Axel Hellmann: Die Integrität des Wettbewerbs und die Leistungsfähigkeit der Bundesliga stehen allem voran. Die Bundesliga muss sich im internationalen Wettbewerb behaupten. Jede andere Sicht wäre eine Verkennung von Realitäten im internationalen Medien- und Sponsorenmarkt. Investoren können hier je nach Charakter des Clubs einen positiven Beitrag leisten. Dies muss sich allerdings in einem klar abgesteckten Rahmen und auf der Grundlage unumstößlicher Bedingungen bewegen. Der Investor muss die Wurzeln, die Tradition und Kultur des Clubs akzeptieren und darf nicht den Anspruch haben, die Identität des Clubs zu verändern. Und das wiederum muss durch einen umfassenden Katalog von Punkten abgesichert werden, zum Beispiel den Namen, den Standort oder die Farben des Vereins. Dazu gehören auch fankulturelle Themen wie der Erhalt der Stehplätze. All diese Bedingungen müssen unabhängig von der Höhe der Kapitalbeteiligung des Investors sein. Und alle entscheidenden Fragen müssen weiter der Mitbestimmung des Vereins und seiner Mitglieder unterliegen.

Glauben Sie, dass auch eine Mehrheit der Erst- und Zweitliga-Vereine für eine solche Reform der 50+1-Regel ist?

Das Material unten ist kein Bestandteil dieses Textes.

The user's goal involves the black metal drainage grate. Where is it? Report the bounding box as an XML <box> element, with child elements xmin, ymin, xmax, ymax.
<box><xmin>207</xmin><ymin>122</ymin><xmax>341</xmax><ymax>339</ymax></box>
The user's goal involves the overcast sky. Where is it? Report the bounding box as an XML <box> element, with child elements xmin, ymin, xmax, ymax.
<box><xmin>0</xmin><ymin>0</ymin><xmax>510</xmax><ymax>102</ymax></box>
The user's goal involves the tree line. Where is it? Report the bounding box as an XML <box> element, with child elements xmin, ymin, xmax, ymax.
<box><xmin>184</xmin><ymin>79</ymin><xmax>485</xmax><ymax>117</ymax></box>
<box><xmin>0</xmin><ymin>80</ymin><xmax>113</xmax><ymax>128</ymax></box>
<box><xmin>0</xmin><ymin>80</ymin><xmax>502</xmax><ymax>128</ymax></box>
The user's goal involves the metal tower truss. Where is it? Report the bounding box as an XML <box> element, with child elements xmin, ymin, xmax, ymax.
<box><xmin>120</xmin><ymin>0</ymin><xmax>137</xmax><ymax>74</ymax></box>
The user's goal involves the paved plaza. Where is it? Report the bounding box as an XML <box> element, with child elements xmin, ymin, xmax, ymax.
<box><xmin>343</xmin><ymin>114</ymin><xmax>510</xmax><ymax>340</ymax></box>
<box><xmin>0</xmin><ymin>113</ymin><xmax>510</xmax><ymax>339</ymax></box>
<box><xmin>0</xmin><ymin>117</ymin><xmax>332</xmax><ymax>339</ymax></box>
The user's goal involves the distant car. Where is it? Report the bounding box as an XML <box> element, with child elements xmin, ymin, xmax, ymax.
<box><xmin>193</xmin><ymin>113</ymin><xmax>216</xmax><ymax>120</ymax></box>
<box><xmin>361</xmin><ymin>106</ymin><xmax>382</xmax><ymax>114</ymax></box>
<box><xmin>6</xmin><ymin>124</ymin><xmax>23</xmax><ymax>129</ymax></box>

Hellmann: Ich denke, dass die Mehrheit der Vereine nicht zufrieden ist mit der jetzigen Situation. Ich gibt sicherlich einige, die an 50+1 festhalten wollen, weil natürlich ungewiss ist, was darauf folgt. Aber das darf uns doch nicht davon abhalten, in einer unbefriedigenden Lage nach konstruktiven Lösungen zu suchen. Wenn es uns gelingt, die Schutzinteressen der 50+1-Regel mit den Zielsetzungen für die Entwicklung der Liga zusammenzuführen, dann glaube ich schon, dass ein solches Grundlagenstatut mehrheitsfähig sein könnte. Ich glaube aber auch, dass dieser Prozess Zeit in Anspruch nehmen wird und intensiv diskutiert werden muss.

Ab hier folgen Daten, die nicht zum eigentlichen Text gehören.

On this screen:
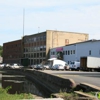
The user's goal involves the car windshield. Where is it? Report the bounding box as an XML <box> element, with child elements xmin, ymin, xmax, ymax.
<box><xmin>70</xmin><ymin>62</ymin><xmax>75</xmax><ymax>64</ymax></box>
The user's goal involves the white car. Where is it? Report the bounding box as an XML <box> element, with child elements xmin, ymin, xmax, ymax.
<box><xmin>10</xmin><ymin>63</ymin><xmax>23</xmax><ymax>69</ymax></box>
<box><xmin>52</xmin><ymin>64</ymin><xmax>64</xmax><ymax>70</ymax></box>
<box><xmin>69</xmin><ymin>61</ymin><xmax>80</xmax><ymax>70</ymax></box>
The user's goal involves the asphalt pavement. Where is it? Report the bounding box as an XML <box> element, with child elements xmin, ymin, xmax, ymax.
<box><xmin>44</xmin><ymin>70</ymin><xmax>100</xmax><ymax>87</ymax></box>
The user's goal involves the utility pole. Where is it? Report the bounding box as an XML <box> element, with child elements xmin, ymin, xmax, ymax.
<box><xmin>23</xmin><ymin>9</ymin><xmax>25</xmax><ymax>58</ymax></box>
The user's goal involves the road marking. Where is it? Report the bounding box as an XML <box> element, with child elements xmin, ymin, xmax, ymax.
<box><xmin>57</xmin><ymin>75</ymin><xmax>79</xmax><ymax>77</ymax></box>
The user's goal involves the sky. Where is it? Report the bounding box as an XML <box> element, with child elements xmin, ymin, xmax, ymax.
<box><xmin>0</xmin><ymin>0</ymin><xmax>100</xmax><ymax>45</ymax></box>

Die Diskussion wird den Vereinen allein von ihren Anhängern aufgezwungen. Es gibt aktuell Fan-Demonstrationen für den Erhalt der 50+1-Regel und gegen die Einführung von Montagabendspielen. Hinter allem steckt das Gefühl, dass es im Fußball nur noch um das große Geld geht. Glauben Sie, dass es einen Punkt gibt, ab dem sich die Menschen vom Massenprodukt Profifußball abwenden könnten?

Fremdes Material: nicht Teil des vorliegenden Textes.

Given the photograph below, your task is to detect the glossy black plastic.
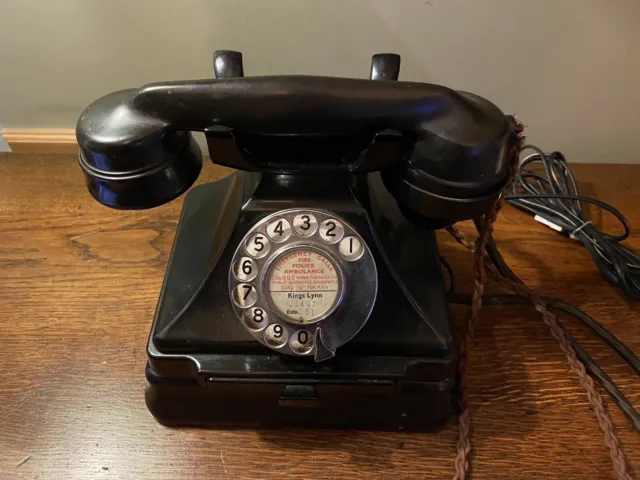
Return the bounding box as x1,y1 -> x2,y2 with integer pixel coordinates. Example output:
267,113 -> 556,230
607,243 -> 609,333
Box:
76,51 -> 509,221
146,172 -> 455,431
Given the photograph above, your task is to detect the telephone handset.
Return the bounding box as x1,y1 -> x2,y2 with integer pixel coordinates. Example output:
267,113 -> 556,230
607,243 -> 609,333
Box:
77,51 -> 511,429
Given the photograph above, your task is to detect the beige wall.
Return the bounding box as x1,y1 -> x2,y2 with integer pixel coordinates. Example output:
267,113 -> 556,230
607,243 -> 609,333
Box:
0,0 -> 640,162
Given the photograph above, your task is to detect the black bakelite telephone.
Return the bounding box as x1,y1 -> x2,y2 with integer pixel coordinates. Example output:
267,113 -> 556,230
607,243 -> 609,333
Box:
77,51 -> 512,430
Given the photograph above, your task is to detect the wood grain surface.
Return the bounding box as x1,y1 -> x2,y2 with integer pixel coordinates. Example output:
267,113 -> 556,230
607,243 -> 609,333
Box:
0,154 -> 640,480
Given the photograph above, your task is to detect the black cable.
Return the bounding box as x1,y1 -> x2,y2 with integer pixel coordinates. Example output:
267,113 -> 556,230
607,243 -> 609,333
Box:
443,231 -> 640,432
449,294 -> 640,432
506,145 -> 640,300
438,255 -> 456,296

Hellmann: Die Menschen wünschen sich auf dem Platz einen fairen Wettbewerb, der abgesichert wird durch einen Schiedsrichter, der über die Regeln wacht. Die Menschen wünschen sich aber auch außerhalb des Platzes einen fairen Wettbewerb nach klaren Regeln. Ich glaube: Sie werden die Leidenschaft für diesen Sport verlieren, wenn das Ergebnis vorher feststeht. Es ist zweifelsfrei nicht gut, dass dieselbe Mannschaft über Jahre immer deutscher Meister wird. Wenn das die nächsten zehn Jahre so weitergeht, wird man sich schon fragen: Mit welcher Motivation spielen wir noch eine deutsche Meisterschaft aus? Und wie können wir das dem Kunden und dem Fan überhaupt noch vermitteln? Dies gilt aber auch, wenn in einen laufenden Wettbewerb mit externen Finanzmitteln eingegriffen wird, wenn zum Beispiel ein Club im Abstiegskampf Transfers tätigt, die er sich nur aufgrund massiver externer Kapitalzufuhr leisten kann. Wenn es uns nicht gelingt, bestimmte Punkte abzusichern, die in Deutschland im Fußball einen kulturellen Wert haben, dann sehe ich schon die Gefahr, dass die Leute irgendwann sagen: Das ist ja nur noch Entertainment.

Was meinen Sie konkret? Dass es in Deutschland Ausnahmen von der 50+1-Regel wie etwa 1899 Hoffenheim und den VfL Wolfsburg gibt? Oder dass der Hamburger SV rund 100 Millionen Euro Schulden hat, dank eines Investors aber trotzdem über Jahre Millionen-Transfers tätigt?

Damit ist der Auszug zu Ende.